Re-FORM-ation
October 26, 2017
About reformation.
Luther took us down the road a long distance when he posted 95 theses on the door of Wittenburg's church.
His unintended reformation spawned a movement that spiraled, multiplied, morphed, and gradually delivered us to this hour where we continue to need reforming both personally and collectively.
He went further than he thought he would and not far enough for Calvin, Zwingli, the Anabaptists, the Quakers, and the Baptists who would follow, to name a few.
And we have gone back and forth again and again.
Did you ever notice this frustrating reality?
Let's personalize it.
You clean up, fix up, or straighten up and it goes well for a while and then ... you relapse into a worse state than before.
There is a futility in constantly cleaning up and not dealing with the roots of what pollutes us, corrupts us, and manipulates our thinking into even deeper futility. An interruption in a cycle that is empowered by its own forces will only be temporary.
Christian faith and spiritual transformation are not about momentary behavior modification or immobilization of peripheral demons. To repent is to recognize the difference between where we are going and where we can go and to change direction.
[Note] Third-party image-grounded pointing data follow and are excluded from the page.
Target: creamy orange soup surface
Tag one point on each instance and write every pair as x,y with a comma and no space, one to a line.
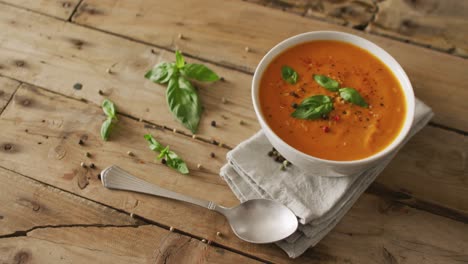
349,131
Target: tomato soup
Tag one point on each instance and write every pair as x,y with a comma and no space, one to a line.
349,131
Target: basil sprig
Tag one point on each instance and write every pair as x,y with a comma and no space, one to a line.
181,96
289,74
313,107
327,82
348,94
109,109
353,96
171,159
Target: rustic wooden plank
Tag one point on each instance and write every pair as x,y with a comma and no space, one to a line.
30,51
27,204
89,63
62,9
56,161
434,23
353,13
145,244
221,37
7,88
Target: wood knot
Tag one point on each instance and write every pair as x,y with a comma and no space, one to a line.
26,102
19,63
8,147
22,257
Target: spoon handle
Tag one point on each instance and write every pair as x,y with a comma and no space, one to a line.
114,177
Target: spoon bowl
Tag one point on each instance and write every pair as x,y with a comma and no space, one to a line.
255,221
261,221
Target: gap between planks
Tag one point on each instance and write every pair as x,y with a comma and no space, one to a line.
146,221
375,188
38,12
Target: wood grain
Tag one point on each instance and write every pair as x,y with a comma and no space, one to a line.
144,244
56,161
438,24
221,37
27,204
58,8
353,13
139,98
7,89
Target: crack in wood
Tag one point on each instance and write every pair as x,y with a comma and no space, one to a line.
74,10
406,199
21,233
11,96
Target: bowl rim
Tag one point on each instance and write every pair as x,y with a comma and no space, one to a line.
383,56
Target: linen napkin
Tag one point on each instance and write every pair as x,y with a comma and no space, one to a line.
318,201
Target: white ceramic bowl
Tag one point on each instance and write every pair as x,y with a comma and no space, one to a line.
329,167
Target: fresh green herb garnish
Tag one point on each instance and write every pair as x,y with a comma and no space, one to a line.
327,82
199,72
353,96
181,96
289,74
109,109
183,100
313,107
170,158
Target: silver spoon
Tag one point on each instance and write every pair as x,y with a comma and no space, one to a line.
255,221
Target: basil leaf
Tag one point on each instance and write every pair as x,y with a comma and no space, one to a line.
184,103
175,162
313,107
199,72
106,128
172,159
180,62
161,73
154,145
109,108
289,74
327,82
353,96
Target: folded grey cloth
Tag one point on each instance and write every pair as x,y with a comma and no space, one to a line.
319,202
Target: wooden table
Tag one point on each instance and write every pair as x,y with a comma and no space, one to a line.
54,211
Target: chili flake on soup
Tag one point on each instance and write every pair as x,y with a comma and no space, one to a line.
332,100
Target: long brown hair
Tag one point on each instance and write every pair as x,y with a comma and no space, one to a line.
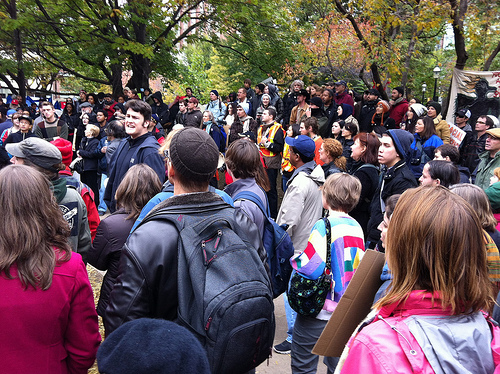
478,199
137,187
243,159
34,232
429,251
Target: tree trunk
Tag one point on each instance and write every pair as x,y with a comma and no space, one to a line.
116,84
458,11
20,76
141,68
378,81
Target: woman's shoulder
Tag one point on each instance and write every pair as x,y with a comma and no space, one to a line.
71,267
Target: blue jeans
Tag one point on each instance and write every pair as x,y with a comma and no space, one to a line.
102,208
291,315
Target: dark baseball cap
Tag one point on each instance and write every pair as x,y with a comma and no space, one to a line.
303,144
38,151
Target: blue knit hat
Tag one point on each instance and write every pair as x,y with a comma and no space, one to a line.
402,141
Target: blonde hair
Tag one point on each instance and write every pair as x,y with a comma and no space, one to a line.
430,252
476,197
137,187
342,191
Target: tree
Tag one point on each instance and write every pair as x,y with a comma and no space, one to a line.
96,39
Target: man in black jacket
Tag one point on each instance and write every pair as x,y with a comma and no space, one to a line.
396,178
148,279
368,110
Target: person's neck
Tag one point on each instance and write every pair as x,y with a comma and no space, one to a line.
392,163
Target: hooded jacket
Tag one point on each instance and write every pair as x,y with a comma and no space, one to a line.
75,213
418,336
302,205
394,180
485,169
160,109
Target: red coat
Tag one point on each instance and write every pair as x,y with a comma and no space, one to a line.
53,331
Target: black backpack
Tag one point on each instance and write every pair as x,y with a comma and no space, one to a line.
225,296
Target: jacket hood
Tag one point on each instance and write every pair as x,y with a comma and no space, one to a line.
347,110
463,335
157,95
59,189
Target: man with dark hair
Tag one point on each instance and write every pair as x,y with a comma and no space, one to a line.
368,110
448,152
50,127
140,147
342,95
109,104
396,177
298,113
489,160
101,118
290,100
461,121
160,278
271,139
477,143
193,117
330,110
301,208
160,109
399,105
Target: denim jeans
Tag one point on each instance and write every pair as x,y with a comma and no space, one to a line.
291,315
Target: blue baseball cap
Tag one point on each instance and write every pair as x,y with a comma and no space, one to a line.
303,144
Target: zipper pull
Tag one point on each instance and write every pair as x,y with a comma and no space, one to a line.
219,235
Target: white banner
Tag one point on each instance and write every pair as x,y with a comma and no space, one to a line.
478,91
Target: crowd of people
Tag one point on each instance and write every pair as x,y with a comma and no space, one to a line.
180,241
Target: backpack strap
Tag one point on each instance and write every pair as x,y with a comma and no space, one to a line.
254,198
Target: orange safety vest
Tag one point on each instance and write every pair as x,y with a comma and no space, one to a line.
271,133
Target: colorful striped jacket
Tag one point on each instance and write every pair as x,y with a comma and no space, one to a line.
347,250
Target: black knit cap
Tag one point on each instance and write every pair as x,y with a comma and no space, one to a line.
194,154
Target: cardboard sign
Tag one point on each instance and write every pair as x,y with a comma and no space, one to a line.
457,135
353,307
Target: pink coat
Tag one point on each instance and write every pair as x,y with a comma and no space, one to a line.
378,348
53,331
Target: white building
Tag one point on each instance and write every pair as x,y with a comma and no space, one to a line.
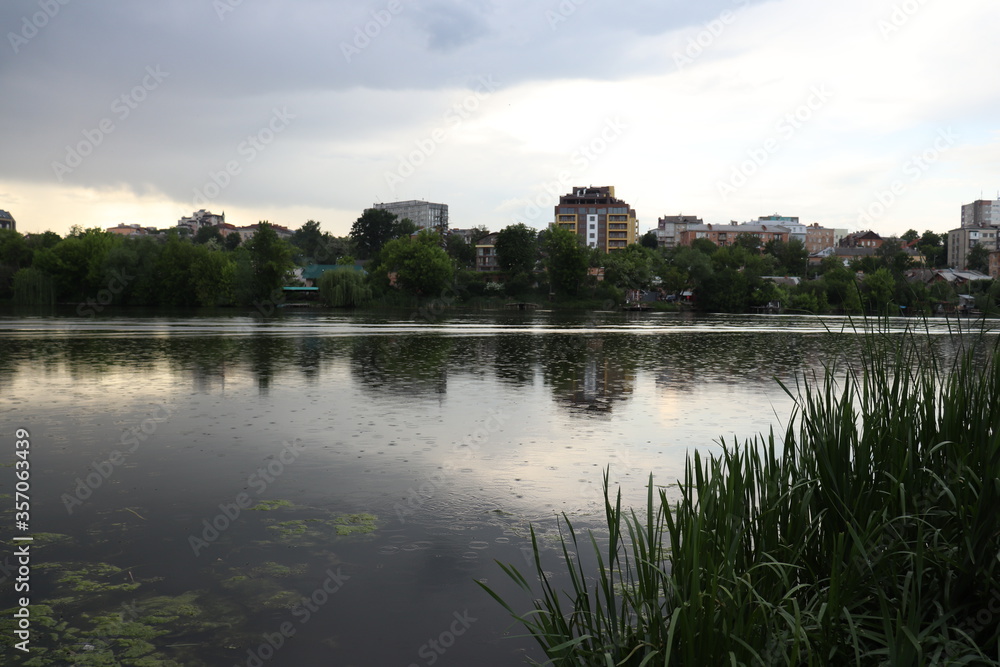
425,215
981,213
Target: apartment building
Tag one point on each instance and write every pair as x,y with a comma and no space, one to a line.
963,239
599,218
669,226
723,235
981,213
425,215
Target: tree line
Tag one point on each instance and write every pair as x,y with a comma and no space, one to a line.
99,268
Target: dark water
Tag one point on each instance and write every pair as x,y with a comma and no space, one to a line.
447,438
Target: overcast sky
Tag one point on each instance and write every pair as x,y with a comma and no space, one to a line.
860,114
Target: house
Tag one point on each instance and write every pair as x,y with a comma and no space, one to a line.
486,255
310,275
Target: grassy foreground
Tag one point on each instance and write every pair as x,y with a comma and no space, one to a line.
868,535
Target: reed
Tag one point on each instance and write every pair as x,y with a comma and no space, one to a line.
868,534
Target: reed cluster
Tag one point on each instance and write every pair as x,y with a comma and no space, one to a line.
869,534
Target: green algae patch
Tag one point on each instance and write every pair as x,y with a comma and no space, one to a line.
355,524
96,578
45,539
271,505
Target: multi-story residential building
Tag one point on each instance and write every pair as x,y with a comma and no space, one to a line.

We have been invaded by the Kingdom of God and the King Himself has come to invite us into transformation, liberation, and deep significance. This is no passing matter or minor deliverance. The enemy that seeks to entrap and destroy the soul is sinister, persistent, and patient. We can choose a different master and step away from the "generation" bent on destruction.
We need more than subtle reformation. We need re-FORM-ation in all of its implications.
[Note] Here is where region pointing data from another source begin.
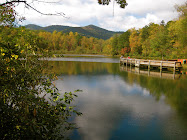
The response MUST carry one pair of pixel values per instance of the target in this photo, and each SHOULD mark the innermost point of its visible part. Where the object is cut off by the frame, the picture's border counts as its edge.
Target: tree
(30, 105)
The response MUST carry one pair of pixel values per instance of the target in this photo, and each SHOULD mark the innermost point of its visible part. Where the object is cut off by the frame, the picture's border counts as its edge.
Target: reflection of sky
(113, 109)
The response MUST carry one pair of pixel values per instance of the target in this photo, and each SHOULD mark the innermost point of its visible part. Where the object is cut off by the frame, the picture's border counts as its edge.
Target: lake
(118, 104)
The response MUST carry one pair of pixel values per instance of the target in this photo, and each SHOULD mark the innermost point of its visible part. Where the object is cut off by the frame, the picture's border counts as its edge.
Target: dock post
(161, 66)
(148, 72)
(149, 66)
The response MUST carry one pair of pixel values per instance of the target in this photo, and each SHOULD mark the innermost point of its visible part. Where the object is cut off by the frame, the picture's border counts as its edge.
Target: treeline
(163, 41)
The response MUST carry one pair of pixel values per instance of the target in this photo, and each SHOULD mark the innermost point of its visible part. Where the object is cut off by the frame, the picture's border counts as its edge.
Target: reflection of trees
(174, 91)
(74, 68)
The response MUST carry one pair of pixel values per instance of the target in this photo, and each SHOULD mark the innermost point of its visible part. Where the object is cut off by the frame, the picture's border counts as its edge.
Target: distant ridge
(89, 31)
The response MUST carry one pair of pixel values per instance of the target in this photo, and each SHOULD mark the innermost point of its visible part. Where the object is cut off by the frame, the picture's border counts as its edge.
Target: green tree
(30, 105)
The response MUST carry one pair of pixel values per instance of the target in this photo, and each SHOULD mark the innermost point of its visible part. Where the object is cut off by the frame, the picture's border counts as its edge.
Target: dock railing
(151, 63)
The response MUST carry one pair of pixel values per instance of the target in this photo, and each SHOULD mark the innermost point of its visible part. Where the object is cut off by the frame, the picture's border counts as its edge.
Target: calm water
(121, 105)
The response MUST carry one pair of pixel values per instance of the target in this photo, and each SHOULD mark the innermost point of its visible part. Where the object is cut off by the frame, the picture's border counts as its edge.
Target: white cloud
(81, 13)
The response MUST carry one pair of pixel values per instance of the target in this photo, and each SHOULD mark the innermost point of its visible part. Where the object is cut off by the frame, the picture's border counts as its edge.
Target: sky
(78, 13)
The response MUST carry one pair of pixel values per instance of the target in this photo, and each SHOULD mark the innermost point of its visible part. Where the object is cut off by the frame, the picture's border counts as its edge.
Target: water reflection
(121, 105)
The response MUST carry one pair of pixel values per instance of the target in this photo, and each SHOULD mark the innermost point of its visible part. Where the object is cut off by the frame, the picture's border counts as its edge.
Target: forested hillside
(88, 31)
(162, 41)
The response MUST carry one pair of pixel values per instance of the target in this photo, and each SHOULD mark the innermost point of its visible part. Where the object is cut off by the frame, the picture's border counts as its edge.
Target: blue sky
(137, 14)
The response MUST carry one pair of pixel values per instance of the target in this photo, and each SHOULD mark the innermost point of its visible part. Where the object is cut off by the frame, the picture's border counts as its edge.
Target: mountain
(33, 27)
(89, 31)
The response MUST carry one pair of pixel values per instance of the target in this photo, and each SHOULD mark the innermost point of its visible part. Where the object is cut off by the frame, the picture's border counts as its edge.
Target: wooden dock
(137, 70)
(151, 63)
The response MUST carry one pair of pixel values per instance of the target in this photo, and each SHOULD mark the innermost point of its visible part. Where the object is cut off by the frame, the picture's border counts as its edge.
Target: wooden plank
(149, 63)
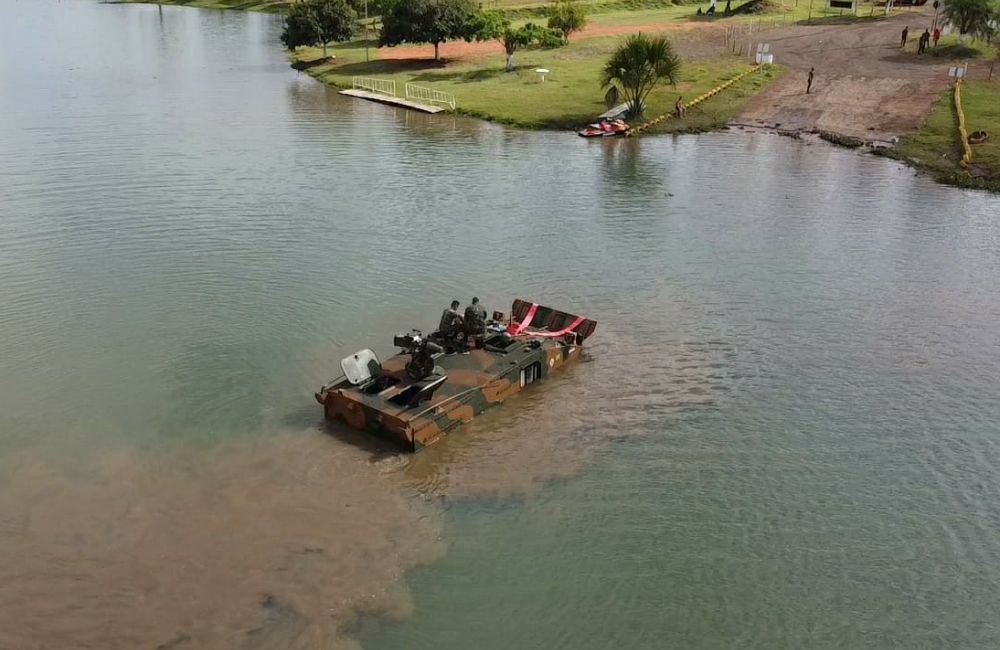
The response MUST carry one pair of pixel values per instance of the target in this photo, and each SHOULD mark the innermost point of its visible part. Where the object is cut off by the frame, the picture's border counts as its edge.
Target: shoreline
(909, 142)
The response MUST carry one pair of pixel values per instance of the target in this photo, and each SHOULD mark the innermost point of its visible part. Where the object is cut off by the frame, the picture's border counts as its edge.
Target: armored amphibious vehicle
(440, 381)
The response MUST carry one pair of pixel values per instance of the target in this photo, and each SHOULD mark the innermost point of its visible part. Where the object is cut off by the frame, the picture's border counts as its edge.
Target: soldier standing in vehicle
(475, 318)
(451, 320)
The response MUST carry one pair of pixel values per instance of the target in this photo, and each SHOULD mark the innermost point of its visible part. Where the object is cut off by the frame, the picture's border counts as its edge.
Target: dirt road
(865, 85)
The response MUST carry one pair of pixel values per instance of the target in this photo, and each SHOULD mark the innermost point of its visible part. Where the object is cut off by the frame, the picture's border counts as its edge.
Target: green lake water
(785, 434)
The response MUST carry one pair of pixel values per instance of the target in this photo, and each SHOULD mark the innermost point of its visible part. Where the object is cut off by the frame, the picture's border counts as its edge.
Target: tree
(976, 17)
(491, 25)
(427, 21)
(318, 22)
(637, 66)
(568, 17)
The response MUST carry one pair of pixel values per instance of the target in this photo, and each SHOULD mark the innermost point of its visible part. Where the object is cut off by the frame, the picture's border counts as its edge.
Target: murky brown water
(274, 543)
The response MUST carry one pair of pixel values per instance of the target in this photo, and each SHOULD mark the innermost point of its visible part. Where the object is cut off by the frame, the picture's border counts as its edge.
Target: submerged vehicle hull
(466, 381)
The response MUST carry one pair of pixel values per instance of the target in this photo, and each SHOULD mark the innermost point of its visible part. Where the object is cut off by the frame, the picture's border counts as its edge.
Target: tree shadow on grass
(462, 76)
(390, 66)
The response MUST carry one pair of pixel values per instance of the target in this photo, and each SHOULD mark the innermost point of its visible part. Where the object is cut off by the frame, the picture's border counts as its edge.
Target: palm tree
(637, 66)
(974, 17)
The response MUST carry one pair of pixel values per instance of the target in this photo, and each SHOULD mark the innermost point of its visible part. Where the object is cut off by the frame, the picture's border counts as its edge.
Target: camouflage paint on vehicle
(476, 380)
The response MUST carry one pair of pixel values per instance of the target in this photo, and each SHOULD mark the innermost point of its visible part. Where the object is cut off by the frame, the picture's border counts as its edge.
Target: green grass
(569, 98)
(937, 147)
(949, 48)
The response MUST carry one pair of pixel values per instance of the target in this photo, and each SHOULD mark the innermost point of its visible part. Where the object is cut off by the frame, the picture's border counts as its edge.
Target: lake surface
(786, 434)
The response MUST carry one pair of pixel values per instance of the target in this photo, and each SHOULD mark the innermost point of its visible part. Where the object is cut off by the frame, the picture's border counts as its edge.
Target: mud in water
(265, 544)
(625, 386)
(285, 541)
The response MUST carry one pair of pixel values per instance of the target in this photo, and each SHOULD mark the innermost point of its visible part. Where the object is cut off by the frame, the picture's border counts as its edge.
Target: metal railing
(420, 93)
(382, 86)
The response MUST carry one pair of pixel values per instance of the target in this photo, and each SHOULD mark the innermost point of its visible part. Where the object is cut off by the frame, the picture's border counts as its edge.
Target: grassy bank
(570, 96)
(937, 148)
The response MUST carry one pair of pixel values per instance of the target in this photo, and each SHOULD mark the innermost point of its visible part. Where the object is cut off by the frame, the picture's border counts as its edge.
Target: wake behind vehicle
(604, 129)
(440, 381)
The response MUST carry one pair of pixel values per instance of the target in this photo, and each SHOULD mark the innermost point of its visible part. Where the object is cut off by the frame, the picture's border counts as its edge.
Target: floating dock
(392, 101)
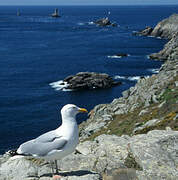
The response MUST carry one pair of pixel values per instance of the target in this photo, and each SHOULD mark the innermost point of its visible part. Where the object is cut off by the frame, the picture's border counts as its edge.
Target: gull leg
(56, 166)
(56, 177)
(52, 168)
All Luther wanted to do was change 95 things that were currently disturbing his conscience about the church in his day. But the root causes of injustice, addiction, stinking thinking, and warped theological assumptions usually run deeper into the hard pan of our individual and community souls.
He started something he could not contain. Eventually, he was re-FORMED and others were as well.
It does not always happen.
Jesus speaks to the frustration of the human condition and its resistance to transforming grace when He says,
“When the unclean spirit has gone out of a person, it passes through waterless places seeking rest, but finds none. Then it says, ‘I will return to my house from which I came.’ And when it comes, it finds the house empty, swept, and put in order. Then it goes and brings with it seven other spirits more evil than itself, and they enter and dwell there, and the last state of that person is worse than the first. So also will it be with this evil generation.”